One-liner: A reverse proxy sits in front of your servers, accepting client requests and forwarding them — hiding your actual server infrastructure.
📌 Forward Proxy vs Reverse Proxy
Forward Proxy: Client → [Proxy] → Internet
(client uses proxy to reach internet — hides client)
Reverse Proxy: Client → [Reverse Proxy] → Servers
(sits in front of servers — hides servers)

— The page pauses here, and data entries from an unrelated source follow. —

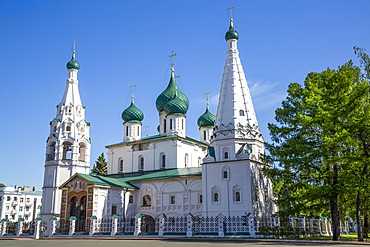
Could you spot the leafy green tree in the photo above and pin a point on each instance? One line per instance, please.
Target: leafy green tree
(313, 148)
(100, 167)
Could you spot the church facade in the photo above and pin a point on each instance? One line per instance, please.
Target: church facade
(168, 173)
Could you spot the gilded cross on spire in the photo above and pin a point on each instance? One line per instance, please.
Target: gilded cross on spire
(74, 48)
(132, 92)
(207, 100)
(173, 59)
(230, 12)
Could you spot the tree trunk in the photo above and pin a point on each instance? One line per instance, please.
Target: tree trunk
(334, 208)
(358, 217)
(366, 226)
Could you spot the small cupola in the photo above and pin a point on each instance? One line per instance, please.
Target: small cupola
(207, 119)
(231, 33)
(169, 93)
(132, 114)
(73, 64)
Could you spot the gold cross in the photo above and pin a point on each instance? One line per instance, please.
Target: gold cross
(207, 93)
(173, 58)
(74, 46)
(132, 92)
(231, 11)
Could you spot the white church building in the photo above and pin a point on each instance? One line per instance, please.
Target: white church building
(168, 173)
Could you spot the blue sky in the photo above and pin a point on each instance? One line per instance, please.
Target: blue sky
(121, 43)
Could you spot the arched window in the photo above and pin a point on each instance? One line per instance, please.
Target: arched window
(225, 173)
(163, 160)
(121, 165)
(147, 201)
(67, 150)
(186, 160)
(215, 195)
(141, 164)
(82, 151)
(237, 194)
(51, 152)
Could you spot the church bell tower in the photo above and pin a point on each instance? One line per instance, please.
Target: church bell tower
(68, 144)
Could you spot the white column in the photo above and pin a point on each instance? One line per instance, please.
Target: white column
(36, 233)
(93, 220)
(189, 225)
(221, 231)
(72, 225)
(138, 219)
(162, 218)
(114, 225)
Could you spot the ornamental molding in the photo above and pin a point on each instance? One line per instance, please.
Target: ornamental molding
(240, 131)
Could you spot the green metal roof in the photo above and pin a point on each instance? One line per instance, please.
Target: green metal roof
(207, 119)
(169, 173)
(159, 137)
(169, 93)
(132, 113)
(123, 179)
(106, 181)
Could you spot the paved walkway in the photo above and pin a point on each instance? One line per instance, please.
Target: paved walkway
(165, 242)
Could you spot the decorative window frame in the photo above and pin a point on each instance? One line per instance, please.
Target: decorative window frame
(237, 189)
(225, 170)
(215, 195)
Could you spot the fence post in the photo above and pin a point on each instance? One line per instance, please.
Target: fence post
(138, 219)
(221, 221)
(114, 225)
(4, 222)
(53, 226)
(72, 225)
(36, 231)
(162, 218)
(318, 224)
(252, 230)
(92, 225)
(189, 225)
(20, 227)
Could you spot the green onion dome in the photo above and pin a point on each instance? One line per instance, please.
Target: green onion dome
(232, 33)
(132, 114)
(73, 64)
(176, 106)
(207, 119)
(169, 93)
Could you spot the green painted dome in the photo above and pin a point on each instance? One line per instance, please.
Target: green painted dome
(73, 64)
(176, 106)
(232, 33)
(207, 119)
(132, 114)
(169, 93)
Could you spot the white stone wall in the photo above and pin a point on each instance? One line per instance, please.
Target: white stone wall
(175, 151)
(21, 204)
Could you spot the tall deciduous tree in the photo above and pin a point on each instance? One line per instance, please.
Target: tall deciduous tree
(313, 146)
(100, 167)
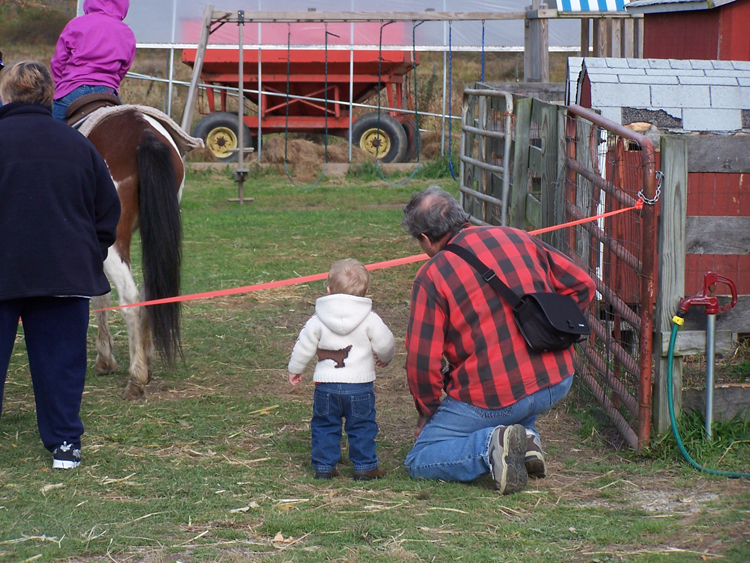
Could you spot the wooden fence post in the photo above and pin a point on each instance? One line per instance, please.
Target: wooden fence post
(671, 283)
(517, 196)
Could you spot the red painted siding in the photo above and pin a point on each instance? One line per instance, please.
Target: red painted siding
(734, 34)
(717, 195)
(682, 35)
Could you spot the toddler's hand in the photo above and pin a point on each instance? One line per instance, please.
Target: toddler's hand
(378, 362)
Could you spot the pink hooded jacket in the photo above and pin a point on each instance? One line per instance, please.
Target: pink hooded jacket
(95, 49)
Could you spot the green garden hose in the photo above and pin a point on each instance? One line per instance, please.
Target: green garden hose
(677, 320)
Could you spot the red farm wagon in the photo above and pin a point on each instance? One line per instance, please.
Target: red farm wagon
(318, 97)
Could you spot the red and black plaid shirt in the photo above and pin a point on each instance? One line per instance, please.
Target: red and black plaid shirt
(457, 315)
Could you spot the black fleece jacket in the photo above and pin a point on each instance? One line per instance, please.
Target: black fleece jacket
(58, 207)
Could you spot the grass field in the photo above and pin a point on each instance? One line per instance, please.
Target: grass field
(214, 464)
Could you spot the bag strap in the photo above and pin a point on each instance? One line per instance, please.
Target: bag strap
(487, 274)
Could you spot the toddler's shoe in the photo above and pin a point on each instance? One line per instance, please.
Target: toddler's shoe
(376, 473)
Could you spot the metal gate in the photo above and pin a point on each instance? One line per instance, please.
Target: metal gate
(610, 167)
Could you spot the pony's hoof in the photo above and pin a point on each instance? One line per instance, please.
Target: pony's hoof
(133, 392)
(105, 368)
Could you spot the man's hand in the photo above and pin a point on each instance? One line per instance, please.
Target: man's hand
(421, 421)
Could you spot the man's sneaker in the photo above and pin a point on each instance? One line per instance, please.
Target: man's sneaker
(327, 475)
(534, 462)
(66, 456)
(507, 453)
(376, 473)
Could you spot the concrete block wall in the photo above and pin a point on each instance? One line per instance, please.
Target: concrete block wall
(695, 95)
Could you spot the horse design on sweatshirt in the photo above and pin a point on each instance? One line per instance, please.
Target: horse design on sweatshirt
(338, 356)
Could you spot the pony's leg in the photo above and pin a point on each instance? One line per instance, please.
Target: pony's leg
(148, 342)
(105, 360)
(120, 275)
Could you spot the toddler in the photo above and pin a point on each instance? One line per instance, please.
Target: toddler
(349, 340)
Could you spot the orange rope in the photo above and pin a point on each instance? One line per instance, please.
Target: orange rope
(318, 277)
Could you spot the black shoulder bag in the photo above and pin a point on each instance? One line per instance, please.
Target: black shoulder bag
(547, 321)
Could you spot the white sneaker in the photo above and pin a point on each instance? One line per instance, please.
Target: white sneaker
(65, 456)
(507, 458)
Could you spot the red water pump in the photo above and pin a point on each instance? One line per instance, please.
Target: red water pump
(711, 303)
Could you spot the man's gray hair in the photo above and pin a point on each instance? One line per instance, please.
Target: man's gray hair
(435, 213)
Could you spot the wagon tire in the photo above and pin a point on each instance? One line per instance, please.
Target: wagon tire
(220, 134)
(386, 142)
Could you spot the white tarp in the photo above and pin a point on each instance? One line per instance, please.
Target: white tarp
(177, 23)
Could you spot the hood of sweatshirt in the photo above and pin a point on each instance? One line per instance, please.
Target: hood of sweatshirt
(113, 8)
(342, 313)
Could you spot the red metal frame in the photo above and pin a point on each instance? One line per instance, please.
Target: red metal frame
(646, 271)
(307, 77)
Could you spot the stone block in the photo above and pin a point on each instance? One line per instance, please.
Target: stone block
(727, 97)
(680, 96)
(711, 119)
(635, 79)
(711, 81)
(633, 95)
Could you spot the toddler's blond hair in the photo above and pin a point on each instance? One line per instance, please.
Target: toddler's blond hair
(348, 276)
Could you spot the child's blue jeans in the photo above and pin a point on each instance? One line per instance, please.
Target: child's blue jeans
(354, 402)
(60, 106)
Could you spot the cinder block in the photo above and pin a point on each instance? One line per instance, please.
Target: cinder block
(612, 113)
(722, 65)
(638, 63)
(617, 63)
(711, 119)
(659, 63)
(674, 72)
(600, 78)
(635, 79)
(711, 81)
(734, 73)
(633, 95)
(680, 96)
(592, 62)
(680, 64)
(726, 97)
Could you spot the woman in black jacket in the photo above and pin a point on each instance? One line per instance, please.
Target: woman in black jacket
(58, 217)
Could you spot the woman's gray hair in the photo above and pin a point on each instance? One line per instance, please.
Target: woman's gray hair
(28, 82)
(435, 213)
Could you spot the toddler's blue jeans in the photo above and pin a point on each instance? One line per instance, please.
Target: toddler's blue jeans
(355, 403)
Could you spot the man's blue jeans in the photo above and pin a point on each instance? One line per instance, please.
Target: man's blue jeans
(454, 444)
(59, 107)
(354, 402)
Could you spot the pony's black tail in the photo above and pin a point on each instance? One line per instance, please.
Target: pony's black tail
(161, 239)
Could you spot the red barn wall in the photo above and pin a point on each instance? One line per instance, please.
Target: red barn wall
(682, 35)
(734, 32)
(711, 194)
(715, 34)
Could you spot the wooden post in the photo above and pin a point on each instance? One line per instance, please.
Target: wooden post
(616, 38)
(187, 116)
(549, 167)
(638, 37)
(558, 238)
(600, 37)
(585, 39)
(536, 49)
(671, 246)
(517, 196)
(628, 45)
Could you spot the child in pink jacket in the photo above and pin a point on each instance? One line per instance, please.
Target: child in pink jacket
(93, 53)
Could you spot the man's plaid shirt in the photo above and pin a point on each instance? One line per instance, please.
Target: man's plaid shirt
(456, 315)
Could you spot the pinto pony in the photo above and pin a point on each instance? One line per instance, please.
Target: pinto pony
(143, 149)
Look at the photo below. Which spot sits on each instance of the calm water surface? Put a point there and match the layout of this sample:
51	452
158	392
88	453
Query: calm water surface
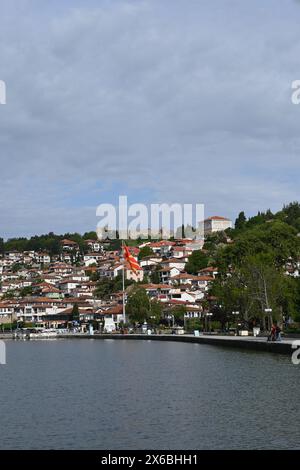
106	394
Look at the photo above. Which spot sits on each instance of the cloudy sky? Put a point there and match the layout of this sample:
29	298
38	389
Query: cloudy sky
162	100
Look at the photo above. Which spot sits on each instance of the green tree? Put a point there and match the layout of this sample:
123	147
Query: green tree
75	313
155	312
144	252
138	305
240	221
197	261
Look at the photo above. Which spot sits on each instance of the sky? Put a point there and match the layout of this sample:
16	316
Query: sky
160	100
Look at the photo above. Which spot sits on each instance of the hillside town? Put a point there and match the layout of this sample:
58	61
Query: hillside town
183	281
38	289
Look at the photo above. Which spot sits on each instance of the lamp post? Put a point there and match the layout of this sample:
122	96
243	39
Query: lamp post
236	313
209	314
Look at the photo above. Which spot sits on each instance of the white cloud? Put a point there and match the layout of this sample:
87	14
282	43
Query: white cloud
187	104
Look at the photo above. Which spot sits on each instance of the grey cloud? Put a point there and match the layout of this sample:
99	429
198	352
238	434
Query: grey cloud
184	103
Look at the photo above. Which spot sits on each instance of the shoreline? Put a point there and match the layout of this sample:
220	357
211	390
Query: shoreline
235	342
245	343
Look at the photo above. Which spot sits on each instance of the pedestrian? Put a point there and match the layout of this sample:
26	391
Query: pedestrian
272	335
278	333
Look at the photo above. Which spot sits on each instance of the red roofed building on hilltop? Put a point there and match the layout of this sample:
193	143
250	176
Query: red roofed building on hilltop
216	224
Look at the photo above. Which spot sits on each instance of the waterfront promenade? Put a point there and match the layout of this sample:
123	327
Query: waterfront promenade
238	342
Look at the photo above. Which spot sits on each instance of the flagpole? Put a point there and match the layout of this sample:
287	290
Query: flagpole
123	281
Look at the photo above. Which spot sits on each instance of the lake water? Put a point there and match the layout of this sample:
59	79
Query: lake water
106	394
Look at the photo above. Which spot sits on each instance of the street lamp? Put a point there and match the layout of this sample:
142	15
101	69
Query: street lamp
236	313
209	314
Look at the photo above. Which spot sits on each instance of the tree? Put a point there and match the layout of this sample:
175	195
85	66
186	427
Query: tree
138	305
197	261
155	312
154	276
179	313
144	252
240	221
75	313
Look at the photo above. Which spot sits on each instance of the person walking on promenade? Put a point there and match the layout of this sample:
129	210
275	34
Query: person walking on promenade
272	335
278	333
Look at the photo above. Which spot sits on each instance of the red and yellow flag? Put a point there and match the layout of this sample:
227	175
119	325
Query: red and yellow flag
134	265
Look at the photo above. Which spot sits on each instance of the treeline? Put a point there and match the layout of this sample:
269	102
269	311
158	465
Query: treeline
50	242
253	261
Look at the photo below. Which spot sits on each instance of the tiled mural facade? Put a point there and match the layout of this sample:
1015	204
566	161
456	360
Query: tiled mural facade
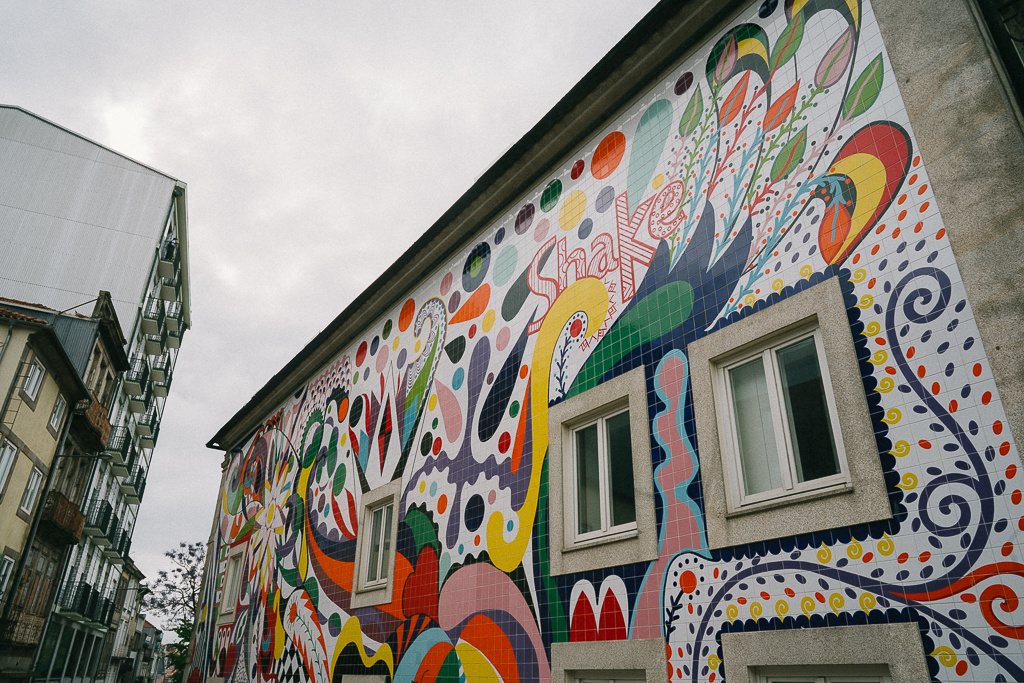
775	159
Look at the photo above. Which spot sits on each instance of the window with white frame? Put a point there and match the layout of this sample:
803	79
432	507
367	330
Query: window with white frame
34	379
375	554
56	418
379	546
230	588
7	454
778	418
602	475
6	566
31	491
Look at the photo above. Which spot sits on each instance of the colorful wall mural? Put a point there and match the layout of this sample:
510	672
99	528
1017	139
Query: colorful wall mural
777	157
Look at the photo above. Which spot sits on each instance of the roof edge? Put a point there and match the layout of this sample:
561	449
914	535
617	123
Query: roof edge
655	44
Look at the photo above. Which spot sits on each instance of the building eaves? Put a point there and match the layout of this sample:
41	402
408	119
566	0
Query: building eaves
663	38
89	140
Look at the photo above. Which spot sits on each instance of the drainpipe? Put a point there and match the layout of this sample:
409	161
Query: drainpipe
36	518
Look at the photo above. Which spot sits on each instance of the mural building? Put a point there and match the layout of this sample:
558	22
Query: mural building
689	387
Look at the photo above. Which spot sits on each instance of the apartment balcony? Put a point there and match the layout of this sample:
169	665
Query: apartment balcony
137	377
97	521
175	316
20	630
62	518
169	258
170	288
156	344
141	402
133	485
153	316
174	338
119	445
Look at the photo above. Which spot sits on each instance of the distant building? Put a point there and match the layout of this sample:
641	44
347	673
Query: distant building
716	375
77	218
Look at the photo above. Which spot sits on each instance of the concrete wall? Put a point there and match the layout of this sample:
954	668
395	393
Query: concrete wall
837	144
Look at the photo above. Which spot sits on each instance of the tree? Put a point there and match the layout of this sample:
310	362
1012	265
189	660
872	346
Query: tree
174	596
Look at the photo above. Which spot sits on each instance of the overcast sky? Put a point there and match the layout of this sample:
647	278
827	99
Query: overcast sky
317	139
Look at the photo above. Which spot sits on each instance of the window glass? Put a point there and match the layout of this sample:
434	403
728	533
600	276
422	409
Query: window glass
7	453
755	433
56	418
588	480
34	379
31	491
623	495
807	411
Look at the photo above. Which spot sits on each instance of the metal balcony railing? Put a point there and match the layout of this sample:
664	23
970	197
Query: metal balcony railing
169	258
170	288
153	315
175	316
97	519
137	377
65	520
156	344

🛠️ What Reverse Proxies Do
- Hide internal servers — clients never see real IPs
- SSL termination — handle HTTPS, pass HTTP internally
- Load balancing — distribute across backend servers
- Caching — cache responses at proxy level
- Compression — gzip responses
- Static file serving — serve images/CSS/JS directly
- Rate limiting — basic traffic control
🆚 Reverse Proxy vs API Gateway vs Load Balancer
Load Balancer: Distribute traffic (L4 or L7)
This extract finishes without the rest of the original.